# Bluestar 2010 Bluetooth module group buy



## iCruze2 (Dec 16, 2011)

FYI in order to sell on here, you need to obtain vendor status which has a fee every month, per the rules. I don't make them, I just abide by them.


----------



## sciphi (Aug 26, 2011)

Already have Bluetooth with steering wheel controls integrated into the OEM radio. Might be nice for the LS folks...


----------



## pntballer925 (Feb 27, 2011)

sciphi said:


> Already have Bluetooth with steering wheel controls integrated into the OEM radio. Might be nice for the LS folks...


LS has this feature too. sooooo, what is the point of this if every cruze made already has bluetooth?

EDIT** forgot that you have to get the connectivity package


----------



## BladeOfAnduril (Apr 27, 2012)

Well, I like this idea because I am planning to rip the onstar module out of my car as soon as I get it and this will allow me to keep my bluetooth functionality. 

Sent from my Galaxy Nexus using AutoGuide.Com Free App


----------



## Mick (Dec 31, 2011)

$225 seems a bit much just to get Bluetooth. And what's the monthly fee?


----------



## BladeOfAnduril (Apr 27, 2012)

There is no monthly fee. Buy the box. Install it. That's it. 

Sent from my Galaxy Nexus using AutoGuide.Com Free App


----------



## Jzb5121 (Feb 6, 2011)

iCruze2 said:


> FYI in order to sell on here, you need to obtain vendor status which has a fee every month, per the rules. I don't make them, I just abide by them.


I'm not personally selling this, I was just trying to see if anyone else is interested so we can get a discount. I did not think that was against the rules. Sorry!


----------



## iCruze2 (Dec 16, 2011)

Jzb5121 said:


> Hi all
> 
> I started another thread in the group buy section, but I thought I would cross post in case anyone missed it. *I am looking to do a group buy for the Bluestar 2010. This module replaces the onstar module and lets you use bluetooth with the existing onstar equipment. The unit normally costs $279 total with no extra monthly fees, but if we can get at least 10 people to buy, the price goes down to $225. Please PM me or post here if you are interested!*
> 
> ...





Jzb5121 said:


> I'm not personally selling this, I was just trying to see if anyone else is interested so we can get a discount. I did not think that was against the rules. Sorry!

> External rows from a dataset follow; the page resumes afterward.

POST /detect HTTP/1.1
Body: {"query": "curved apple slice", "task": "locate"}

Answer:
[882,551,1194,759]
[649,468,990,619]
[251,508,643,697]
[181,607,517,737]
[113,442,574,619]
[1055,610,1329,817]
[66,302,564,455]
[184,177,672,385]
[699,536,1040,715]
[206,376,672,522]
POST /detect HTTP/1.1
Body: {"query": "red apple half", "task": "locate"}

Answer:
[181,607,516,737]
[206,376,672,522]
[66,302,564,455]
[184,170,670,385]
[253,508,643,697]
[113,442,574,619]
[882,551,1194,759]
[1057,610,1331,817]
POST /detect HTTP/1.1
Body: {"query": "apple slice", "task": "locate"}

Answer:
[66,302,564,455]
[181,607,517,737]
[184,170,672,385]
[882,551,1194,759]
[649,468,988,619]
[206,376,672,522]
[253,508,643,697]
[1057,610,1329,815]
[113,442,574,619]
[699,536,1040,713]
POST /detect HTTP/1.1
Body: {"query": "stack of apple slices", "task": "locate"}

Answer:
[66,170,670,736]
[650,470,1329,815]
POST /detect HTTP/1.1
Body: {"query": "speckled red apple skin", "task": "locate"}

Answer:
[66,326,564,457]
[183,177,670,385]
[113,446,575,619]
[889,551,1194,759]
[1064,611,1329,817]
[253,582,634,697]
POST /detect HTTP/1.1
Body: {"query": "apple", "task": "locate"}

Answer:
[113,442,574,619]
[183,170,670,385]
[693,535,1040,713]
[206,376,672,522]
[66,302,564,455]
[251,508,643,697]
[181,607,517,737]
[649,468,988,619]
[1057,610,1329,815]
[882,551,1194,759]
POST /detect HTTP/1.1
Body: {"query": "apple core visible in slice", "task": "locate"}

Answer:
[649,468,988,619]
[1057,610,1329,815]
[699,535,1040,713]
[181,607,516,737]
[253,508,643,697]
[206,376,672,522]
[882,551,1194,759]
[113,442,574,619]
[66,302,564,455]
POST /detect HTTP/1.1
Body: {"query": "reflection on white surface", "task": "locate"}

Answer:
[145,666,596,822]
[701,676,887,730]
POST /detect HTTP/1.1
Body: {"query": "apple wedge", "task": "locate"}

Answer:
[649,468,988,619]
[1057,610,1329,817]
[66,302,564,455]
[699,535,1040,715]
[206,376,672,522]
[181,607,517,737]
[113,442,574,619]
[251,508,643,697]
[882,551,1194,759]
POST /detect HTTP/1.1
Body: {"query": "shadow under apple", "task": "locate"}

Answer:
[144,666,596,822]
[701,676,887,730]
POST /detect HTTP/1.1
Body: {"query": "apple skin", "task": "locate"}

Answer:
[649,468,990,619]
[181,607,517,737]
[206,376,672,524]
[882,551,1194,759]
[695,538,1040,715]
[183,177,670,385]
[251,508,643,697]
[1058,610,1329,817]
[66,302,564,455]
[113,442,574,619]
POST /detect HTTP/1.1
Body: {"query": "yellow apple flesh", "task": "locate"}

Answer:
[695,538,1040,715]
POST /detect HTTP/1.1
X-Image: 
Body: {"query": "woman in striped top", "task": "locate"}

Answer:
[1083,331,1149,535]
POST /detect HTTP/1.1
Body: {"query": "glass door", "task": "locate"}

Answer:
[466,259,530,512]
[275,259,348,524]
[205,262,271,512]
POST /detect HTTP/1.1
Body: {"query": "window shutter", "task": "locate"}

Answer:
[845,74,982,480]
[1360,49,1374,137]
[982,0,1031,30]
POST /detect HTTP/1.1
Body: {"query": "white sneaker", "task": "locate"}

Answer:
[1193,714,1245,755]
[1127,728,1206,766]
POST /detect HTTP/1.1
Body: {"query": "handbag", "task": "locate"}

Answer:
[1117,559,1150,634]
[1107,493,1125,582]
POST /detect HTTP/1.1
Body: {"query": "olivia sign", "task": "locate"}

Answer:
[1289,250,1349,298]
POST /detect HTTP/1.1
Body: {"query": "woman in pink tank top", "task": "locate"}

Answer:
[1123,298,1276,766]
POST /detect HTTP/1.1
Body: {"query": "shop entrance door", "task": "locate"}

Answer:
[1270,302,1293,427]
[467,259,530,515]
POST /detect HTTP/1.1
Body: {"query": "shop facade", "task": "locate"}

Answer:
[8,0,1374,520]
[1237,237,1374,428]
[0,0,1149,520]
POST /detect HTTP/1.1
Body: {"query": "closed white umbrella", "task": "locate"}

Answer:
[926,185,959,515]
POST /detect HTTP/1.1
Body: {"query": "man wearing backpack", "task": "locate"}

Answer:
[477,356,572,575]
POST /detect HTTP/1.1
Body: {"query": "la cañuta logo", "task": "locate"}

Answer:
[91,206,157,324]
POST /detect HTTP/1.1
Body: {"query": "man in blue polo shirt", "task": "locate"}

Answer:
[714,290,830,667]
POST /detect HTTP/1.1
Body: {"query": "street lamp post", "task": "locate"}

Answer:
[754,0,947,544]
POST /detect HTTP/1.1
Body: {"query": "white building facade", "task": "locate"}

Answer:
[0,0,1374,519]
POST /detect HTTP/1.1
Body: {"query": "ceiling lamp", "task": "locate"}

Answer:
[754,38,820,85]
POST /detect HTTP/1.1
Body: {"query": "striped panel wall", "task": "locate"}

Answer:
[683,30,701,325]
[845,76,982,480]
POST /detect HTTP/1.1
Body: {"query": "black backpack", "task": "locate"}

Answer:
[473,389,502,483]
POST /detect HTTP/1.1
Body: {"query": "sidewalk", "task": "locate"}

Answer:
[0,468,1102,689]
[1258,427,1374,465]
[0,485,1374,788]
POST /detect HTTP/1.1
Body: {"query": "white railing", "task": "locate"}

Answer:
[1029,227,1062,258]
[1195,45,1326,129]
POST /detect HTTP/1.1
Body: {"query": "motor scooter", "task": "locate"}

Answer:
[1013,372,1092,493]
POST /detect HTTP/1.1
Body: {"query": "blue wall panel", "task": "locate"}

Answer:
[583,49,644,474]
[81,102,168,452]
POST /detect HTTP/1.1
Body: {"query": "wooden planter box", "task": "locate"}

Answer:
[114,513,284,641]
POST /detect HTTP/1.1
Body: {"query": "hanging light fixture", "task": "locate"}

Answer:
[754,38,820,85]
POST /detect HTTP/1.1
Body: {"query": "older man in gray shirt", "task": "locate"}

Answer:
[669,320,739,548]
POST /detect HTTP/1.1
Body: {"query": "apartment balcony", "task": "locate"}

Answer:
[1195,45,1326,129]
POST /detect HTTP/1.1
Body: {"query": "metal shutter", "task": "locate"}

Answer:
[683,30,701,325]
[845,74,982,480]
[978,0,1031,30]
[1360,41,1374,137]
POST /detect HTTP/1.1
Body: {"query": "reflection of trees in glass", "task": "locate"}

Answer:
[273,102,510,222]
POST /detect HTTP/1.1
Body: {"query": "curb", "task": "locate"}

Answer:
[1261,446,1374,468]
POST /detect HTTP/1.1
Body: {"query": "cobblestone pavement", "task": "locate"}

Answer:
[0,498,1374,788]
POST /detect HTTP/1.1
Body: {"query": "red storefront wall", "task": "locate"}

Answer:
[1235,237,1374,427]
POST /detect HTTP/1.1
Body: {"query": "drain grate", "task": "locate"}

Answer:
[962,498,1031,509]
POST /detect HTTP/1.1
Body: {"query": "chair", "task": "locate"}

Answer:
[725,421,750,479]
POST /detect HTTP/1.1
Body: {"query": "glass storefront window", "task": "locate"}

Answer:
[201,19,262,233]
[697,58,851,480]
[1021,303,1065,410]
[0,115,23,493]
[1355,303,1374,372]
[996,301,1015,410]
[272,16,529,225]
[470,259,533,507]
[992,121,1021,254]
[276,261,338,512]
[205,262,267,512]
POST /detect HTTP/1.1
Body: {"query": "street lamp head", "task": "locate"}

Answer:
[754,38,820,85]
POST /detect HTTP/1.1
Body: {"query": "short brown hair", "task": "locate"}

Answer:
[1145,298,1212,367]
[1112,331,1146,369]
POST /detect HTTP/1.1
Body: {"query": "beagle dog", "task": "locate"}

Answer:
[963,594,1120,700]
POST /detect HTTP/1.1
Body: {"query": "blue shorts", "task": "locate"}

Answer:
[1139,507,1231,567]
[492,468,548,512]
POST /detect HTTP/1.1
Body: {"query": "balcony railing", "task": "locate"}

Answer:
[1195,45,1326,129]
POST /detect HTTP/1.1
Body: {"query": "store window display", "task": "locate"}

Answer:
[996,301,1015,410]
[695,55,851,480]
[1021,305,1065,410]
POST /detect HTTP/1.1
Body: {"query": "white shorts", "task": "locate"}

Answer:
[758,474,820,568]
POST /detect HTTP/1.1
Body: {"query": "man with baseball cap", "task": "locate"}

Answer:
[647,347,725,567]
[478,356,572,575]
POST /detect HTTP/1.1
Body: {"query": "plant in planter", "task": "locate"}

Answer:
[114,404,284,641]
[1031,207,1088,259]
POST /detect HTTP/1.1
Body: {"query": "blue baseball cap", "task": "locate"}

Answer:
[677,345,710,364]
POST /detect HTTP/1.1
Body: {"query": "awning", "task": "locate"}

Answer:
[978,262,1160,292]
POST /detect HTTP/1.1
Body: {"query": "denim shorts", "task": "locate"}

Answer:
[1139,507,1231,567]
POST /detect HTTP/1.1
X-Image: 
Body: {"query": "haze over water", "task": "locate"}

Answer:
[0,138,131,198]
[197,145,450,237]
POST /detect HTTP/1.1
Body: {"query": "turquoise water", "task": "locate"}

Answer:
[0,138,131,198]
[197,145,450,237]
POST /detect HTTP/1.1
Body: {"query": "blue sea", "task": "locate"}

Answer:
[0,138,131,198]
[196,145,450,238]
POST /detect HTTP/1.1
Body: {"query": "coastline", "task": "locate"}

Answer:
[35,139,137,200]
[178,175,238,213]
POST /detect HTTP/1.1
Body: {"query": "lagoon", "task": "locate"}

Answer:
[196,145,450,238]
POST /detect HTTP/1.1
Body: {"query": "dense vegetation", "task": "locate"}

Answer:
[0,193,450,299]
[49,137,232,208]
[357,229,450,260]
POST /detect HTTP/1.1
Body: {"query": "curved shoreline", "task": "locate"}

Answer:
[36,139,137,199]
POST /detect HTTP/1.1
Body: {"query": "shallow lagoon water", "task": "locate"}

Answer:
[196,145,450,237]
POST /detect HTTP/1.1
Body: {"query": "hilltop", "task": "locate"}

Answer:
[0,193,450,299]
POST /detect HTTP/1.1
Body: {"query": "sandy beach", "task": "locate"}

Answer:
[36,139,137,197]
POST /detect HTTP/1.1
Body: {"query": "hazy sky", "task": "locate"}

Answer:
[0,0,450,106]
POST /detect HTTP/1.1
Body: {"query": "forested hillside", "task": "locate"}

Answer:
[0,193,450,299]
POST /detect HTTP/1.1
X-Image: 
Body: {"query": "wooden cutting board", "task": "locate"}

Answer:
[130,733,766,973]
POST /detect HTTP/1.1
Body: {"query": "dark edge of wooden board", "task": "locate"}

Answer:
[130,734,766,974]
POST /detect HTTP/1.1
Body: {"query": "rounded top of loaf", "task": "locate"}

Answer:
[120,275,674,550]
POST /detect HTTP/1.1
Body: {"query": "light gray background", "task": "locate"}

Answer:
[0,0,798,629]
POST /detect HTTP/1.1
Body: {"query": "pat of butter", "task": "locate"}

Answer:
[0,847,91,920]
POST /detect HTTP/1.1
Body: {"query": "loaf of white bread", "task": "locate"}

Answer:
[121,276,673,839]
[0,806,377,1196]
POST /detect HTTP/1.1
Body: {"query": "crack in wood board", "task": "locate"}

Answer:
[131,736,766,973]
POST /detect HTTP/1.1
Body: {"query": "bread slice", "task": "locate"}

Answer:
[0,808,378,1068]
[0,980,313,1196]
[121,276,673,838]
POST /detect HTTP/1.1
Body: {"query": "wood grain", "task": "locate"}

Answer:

No problem! The way you wrote that out makes it sound like YOU are selling them personally!!!


----------



## AngeloBenosa (May 11, 2012)

I like all of this but by the time I put in an ipod adaptor(read the BlueStar is not a2dp) and this module, I am almost 3/4 the way to a DD DVD HU with all these bells and whistles. 

**** tempting though.


----------



## nathabgross (Jun 25, 2012)

Hey there, email me at nathanbgross AT yahooooooooooooooooo Dot Com if you are still trying to do the group buy. I'd be interested. Thanks.


----------



## arodnadal (May 9, 2013)

Does anyone know how to access the onstar module? I was able to get to the last plastic piece before the module but was confused as to how to remove it. Any help would be much appreciated.


----------